At Pastelaria Portuguesa in Warwick our best selling cake is the Pastel de Nata or better known as Pasteis de Nata and many people often ask us about the history of this delicious cake.
Pastéis de nata were created before the 18th century by Catholic monks at the Jerónimos Monastery (Portuguese: Mosteiro dos Jerónimos) in the civil parish of Santa Maria de Belém, in Lisbon.These monks were originally based in France where these pastries could be found in local bakeries.
At the time, convents and monasteries used large quantities of egg-whites for starching clothes, such as nuns' habits. It was quite common for monasteries and convents to use the leftover egg yolks to make cakes and pastries, resulting in the proliferation of sweet pastry recipes throughout the country.

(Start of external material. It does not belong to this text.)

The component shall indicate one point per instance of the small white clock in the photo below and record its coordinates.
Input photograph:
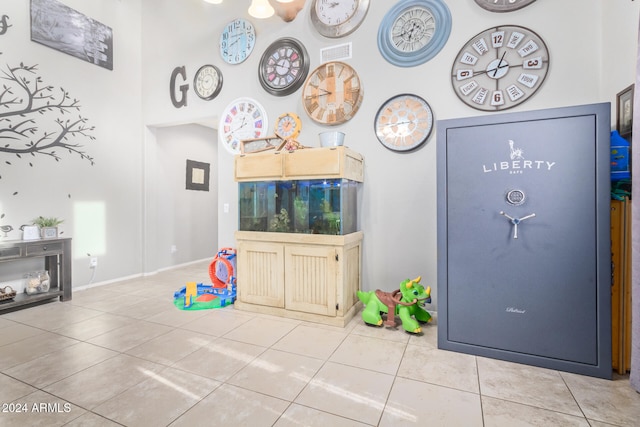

Following the extinction of the religious orders and in the face of the impending closure of many of the convents and monasteries in the aftermath of the Liberal Revolution of 1820, the monks started selling pastéis de nata at a nearby sugar refinery to bring in some revenue. In 1834, the monastery was closed and the recipe was sold to the sugar refinery, whose owners in 1837 opened the Fábrica de Pastéis de Belém. The descendants own the business to this day
Many people tell us that ours at Pastelaria Portuguesa are as good as they have tasted in Portugal and something we are very proud off.